On the day after a 12,300 lb. male orca “killer whale” grabbed a trainer at the Orlando SeaWorld and killed her, the sign tips conversation toward the role entrance prices play in housing wild animals in captivity.
“Yes, I’m feeling a little guilty about the fact that we’re the ones generating income for the people who do this,” says Monica Coffy, a Bakersfield housewife pushing twin girls in a stroller. “I always felt a bit creepy looking at lions and elephants all cooped up in their stalls when my parents took me to the zoo. Now, I’m a parent following in their footsteps without thinking.”
Maria Yamashita, walking hand-in-hand with her son, goes Ms. Coffy one better.
“To be honest with you, I don’t think people should even keep dogs unless they have a big yard for them to play in. Dogs need a place to run wild.”
President Dan Brown has extended deepest sympathies to the family and friends of Dawn Brancheau, who was killed. But animal rights groups have organized in force to use the episode as a spotlight, and part of it is shining on the people who patronize such parks and zoos.
“The only question is how many captive wild animal attacks have to happen before our citizens stop patronizing such events and legislators work to close down these dangerous animal acts,” says Adam Roberts, Executive Vice President of Born Free USA, a national animal advocacy group which tries to end the suffering of wild animals in captivity, and return animals to the wild.
“American lives are put at risk in the name of entertainment," Mr.
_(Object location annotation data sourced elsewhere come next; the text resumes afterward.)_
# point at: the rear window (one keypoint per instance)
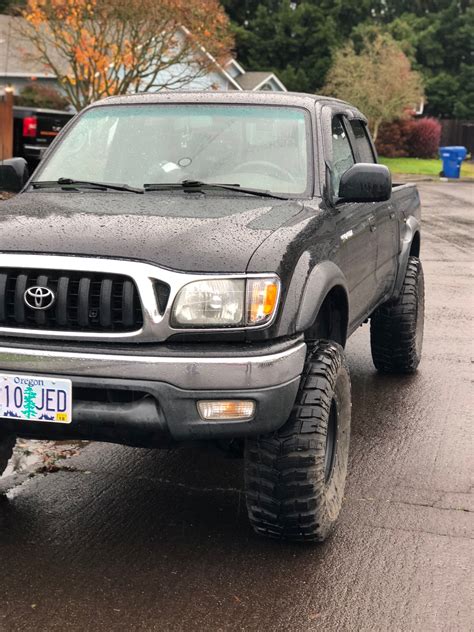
(363, 146)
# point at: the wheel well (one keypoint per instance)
(415, 246)
(331, 321)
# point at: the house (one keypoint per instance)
(18, 68)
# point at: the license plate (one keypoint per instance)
(35, 398)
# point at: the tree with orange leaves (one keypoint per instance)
(100, 48)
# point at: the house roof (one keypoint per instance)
(16, 59)
(255, 80)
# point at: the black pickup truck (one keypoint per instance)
(188, 267)
(34, 129)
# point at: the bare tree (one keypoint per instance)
(100, 48)
(379, 81)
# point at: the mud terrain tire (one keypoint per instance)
(396, 327)
(295, 476)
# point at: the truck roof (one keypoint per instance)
(244, 97)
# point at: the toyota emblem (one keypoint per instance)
(39, 297)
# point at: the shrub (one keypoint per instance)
(36, 95)
(424, 138)
(414, 138)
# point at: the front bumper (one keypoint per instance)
(145, 400)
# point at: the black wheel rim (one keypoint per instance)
(331, 442)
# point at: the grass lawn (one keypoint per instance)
(422, 166)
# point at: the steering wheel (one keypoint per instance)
(263, 163)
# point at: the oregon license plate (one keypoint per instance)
(35, 398)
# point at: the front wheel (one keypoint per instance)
(396, 327)
(7, 443)
(295, 476)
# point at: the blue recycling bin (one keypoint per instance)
(452, 158)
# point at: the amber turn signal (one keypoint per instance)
(262, 299)
(226, 410)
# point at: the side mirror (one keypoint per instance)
(365, 182)
(13, 174)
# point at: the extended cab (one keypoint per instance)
(189, 267)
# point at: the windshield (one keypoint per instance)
(257, 147)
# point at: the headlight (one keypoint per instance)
(226, 303)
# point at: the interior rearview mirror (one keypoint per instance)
(13, 174)
(365, 182)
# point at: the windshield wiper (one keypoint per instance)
(70, 183)
(196, 186)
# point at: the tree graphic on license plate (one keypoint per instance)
(29, 409)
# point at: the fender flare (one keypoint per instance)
(322, 279)
(412, 227)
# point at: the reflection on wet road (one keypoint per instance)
(123, 539)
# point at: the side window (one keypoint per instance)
(362, 142)
(342, 157)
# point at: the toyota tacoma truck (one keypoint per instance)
(188, 267)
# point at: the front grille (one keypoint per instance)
(84, 301)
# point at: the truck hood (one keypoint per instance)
(182, 231)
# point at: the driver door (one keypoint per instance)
(355, 228)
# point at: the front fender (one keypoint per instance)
(306, 294)
(412, 227)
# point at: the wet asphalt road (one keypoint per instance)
(140, 540)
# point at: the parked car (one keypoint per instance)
(189, 267)
(34, 129)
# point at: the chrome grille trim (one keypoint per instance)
(156, 322)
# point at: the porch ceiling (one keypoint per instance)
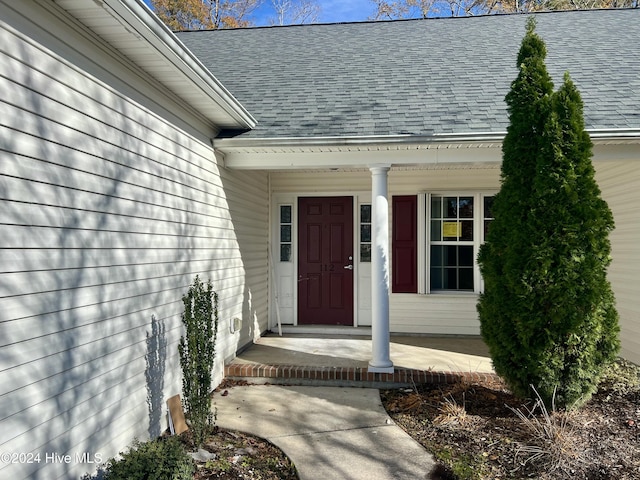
(130, 27)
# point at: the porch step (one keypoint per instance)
(345, 376)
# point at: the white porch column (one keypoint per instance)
(380, 337)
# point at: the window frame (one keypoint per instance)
(425, 227)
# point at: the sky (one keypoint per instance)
(332, 11)
(344, 10)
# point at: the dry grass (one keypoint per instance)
(551, 442)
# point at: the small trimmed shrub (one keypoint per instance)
(197, 354)
(161, 459)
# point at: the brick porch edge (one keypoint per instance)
(402, 376)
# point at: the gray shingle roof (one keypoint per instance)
(419, 77)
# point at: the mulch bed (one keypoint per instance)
(474, 431)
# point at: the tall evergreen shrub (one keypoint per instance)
(547, 312)
(197, 354)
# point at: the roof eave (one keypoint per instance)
(480, 138)
(135, 16)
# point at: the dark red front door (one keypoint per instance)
(325, 261)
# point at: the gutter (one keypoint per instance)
(135, 15)
(597, 135)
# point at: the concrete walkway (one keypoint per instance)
(328, 432)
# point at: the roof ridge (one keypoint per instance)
(405, 20)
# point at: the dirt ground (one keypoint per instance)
(480, 431)
(476, 432)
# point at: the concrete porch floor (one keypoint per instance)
(314, 358)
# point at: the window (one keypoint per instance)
(451, 243)
(443, 233)
(285, 233)
(457, 225)
(365, 233)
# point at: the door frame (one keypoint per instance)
(288, 296)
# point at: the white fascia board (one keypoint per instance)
(362, 152)
(139, 19)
Roberts says. "There is zero conservation or education value to killer whales performing stunts in captivity.”
The orca is the largest of the dolphin family and has become known as a favorite at SeaWorld. Killer whales are a highly social species, say marine biologists.
SeaWorld executives describe their "Believe" show as “revolutionary,” because it features the park's entire family of majestic killer whales performing what they market as "awe-inspiring choreography" with an original musical score performed by the Czech National Symphony Orchestra. The 3-story set features an 80-foot whale tail as well as four rotating panoramic LED screens and nearly 100 speakers.
But such extravaganzas are anathema to to Garth Chouteau, a Richmond, California-based father. He says such shows not only exploit wildlife in the name of helping them, they actually misinform the public.
“I stopped taking my daughter to zoos and animal-oriented theme parks when she was about 8,” says Mr. Chouteau, a self-described animal lover who once pursued a career as a marine biologist. He says the average visitor to a park or zoo gets miseducated when they see wild animals in captivity.
“When the average visitor to a park or zoo sees these animals, they see them outside of their natural environment and doing things they wouldn't do in their natural habitat,” says Chouteau.
“I'm convinced that we as a global society derive a false sense of security from seeing animals in these contexts: 'Well, they're not extinct yet, they have several at every zoo I've been to,'" seems to be the justification, he says.
"Combine that with the danger many such animals pose to park and zoo visitors, and the mistreatment of many such animals in such captive environs, and there's no doubt that zoos and animal-oriented theme parks have outlasted their relevance," he adds, "if indeed they really ever had any.”